In a corner of the world where geysers bubble and spout, cactus-studded islands dot an endless sea of hardened salt, and flamingos flock to mineral-rich lagoons that change color with the slightest touch of breeze, Bolivia’s southwestern corner is the most surreal place I’ve ever been. Possessing some of the harshest, most diverse high-altitude landscapes on Earth, it looks like an entirely different planet.

I was lucky enough to receive a Sheffer Grant to study religious traditions in Potosí, Bolivia, over winter break. However, after discovering that many of the people I had intended to interview were traveling for the first couple days of January, I jumped at the chance to do a three-day circuit in the Salar de Uyuni, a major attraction in southwestern Bolivia.
In Spanish, “salar” translates to “salt flat”, and the Salar de Uuyni is the largest salt flat in the world. It is 7,440-square-miles of blindingly white nothingness. Due to its extreme isolation and barrenness, tours of the Salar require a knowledgeable guide and a sturdy 4WD jeep. So at 10 a.m. on the second Saturday of my trip, I piled into a dusty jeep with three Australian girls, two German guys, and our trusty Bolivian guide who introduced himself as Walberto.
On our first day we left behind any semblance of a road as we departed from the small town of Uyuni and began our drive across the sea of salt. Truly disorienting, the Salar is nothing but flat whiteness that stretches in every direction to the faint outlines of distant volcanoes. The highlight of the first day was a stop at Isla Incahuasi, a rocky “island” in the middle of the dried-out sea strewn with 30-foot-tall cacti. Despite the sheer number of tourists scurrying amongst the cacti, trying to snap the perfect picture, I still found this rocky outcrop to be strikingly beautiful.
We spent our first night tucked away on the outskirts of the Salar in a very basic hostel comprised entirely of neatly arranged blocks of salt taken right from the salt flat. Everything, from the walls to the picnic tables to our bed frames, was made of the hardened salt blocks, allowing the hostel to blend in with its environment.
Day two was chock-full of attractions and we set off early in the morning, driving through a myriad of landscapes and leaving the Salar behind and below as we began to ascend rocky roads.

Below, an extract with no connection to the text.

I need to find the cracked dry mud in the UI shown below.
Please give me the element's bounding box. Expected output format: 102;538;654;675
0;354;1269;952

The distant volcanoes of the previous day quickly became towering giants.
As it neared noon, we pulled up to a dark lake surrounded by volcanoes, but this scene was not what amazed me. Standing delicately, almost perched, several dozen flamingos speckled the lake, their long necks stretched down to eat the brine shrimp that thrive in these mineral-rich waters.

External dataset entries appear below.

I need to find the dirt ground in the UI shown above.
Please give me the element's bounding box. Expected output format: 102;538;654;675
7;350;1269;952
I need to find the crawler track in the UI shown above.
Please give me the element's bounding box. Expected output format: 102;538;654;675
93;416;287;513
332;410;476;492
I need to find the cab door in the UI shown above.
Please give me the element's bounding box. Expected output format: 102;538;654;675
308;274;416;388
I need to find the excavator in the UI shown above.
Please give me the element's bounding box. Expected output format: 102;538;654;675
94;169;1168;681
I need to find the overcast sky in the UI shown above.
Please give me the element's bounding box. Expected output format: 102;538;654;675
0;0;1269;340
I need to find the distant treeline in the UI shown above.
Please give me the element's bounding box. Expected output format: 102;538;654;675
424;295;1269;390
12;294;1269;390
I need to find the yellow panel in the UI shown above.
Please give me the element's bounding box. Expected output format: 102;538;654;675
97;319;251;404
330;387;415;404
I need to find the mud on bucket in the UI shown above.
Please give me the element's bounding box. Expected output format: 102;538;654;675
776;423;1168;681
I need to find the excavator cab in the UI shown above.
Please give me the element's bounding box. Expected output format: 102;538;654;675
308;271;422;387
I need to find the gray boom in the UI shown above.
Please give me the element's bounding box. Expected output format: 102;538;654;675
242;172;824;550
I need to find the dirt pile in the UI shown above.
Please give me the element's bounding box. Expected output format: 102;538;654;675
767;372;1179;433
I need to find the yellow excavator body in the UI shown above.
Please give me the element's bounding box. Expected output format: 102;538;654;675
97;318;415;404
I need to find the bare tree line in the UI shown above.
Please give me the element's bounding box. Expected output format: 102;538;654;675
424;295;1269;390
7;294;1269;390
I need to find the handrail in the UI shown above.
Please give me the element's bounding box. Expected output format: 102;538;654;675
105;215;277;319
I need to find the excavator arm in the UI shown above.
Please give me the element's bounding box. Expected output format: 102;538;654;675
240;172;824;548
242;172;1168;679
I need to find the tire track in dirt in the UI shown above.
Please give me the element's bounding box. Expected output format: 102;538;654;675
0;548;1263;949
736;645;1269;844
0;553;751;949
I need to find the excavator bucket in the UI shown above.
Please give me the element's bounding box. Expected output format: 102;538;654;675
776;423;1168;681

Because this lake’s elevation approaches that of Colorado’s beloved fourteeners, I wouldn’t expect three species of flamingos to call it home. These sulfuric, salty lakes are inhabited by copious amounts of brine shrimp and plankton, which serve as the diet for these beautiful birds.
After dining on Walberto’s lunch of llama meat, quinoa, and Coca Cola, we set off again, stopping frequently throughout the next couple hours to view more colorful lagoons and their flamingo inhabitants.
We topped out at 15,400 feet in a sweeping desert surrounded by even more volcanoes that mark the border with Chile. Windswept and sandy, there was not a tree, plant, or even rock within sight. However, we kept driving and before long, came upon spurting geysers and pools of bubbling mud.
The ground surrounding the crater-like mud holes was tinted in various shades of yellow, orange, and red and as steam hissed in the wind, blurring the edges of the nearby volcanoes, I truly felt like I was on a different planet.
We spent the third day at a small, secluded hot spring, basking in the warm 15,000-foot air (and applying copious amounts of sunscreen), before piling back into the jeep for our return to Uyuni.
Salar de Uyuni was definitely the weirdest, but also one of the most beautiful places I’ve ever been. It took me three-and-a-half years, but I finally took advantage of the sheer number of grant opportunities that CC provides its students in order to return to Bolivia, where I studied abroad.
Although I had to change my initial plan due to the Bolivian holiday season, this disruption gave me the chance to visit the stunning Salar de Uyuni. So if there’s a corner of the world you’ve been dying to see, look into grants from CC. There’s plenty.
And I’d like to give a big thank you to the Sheffer Fund Committee for providing me with this opportunity.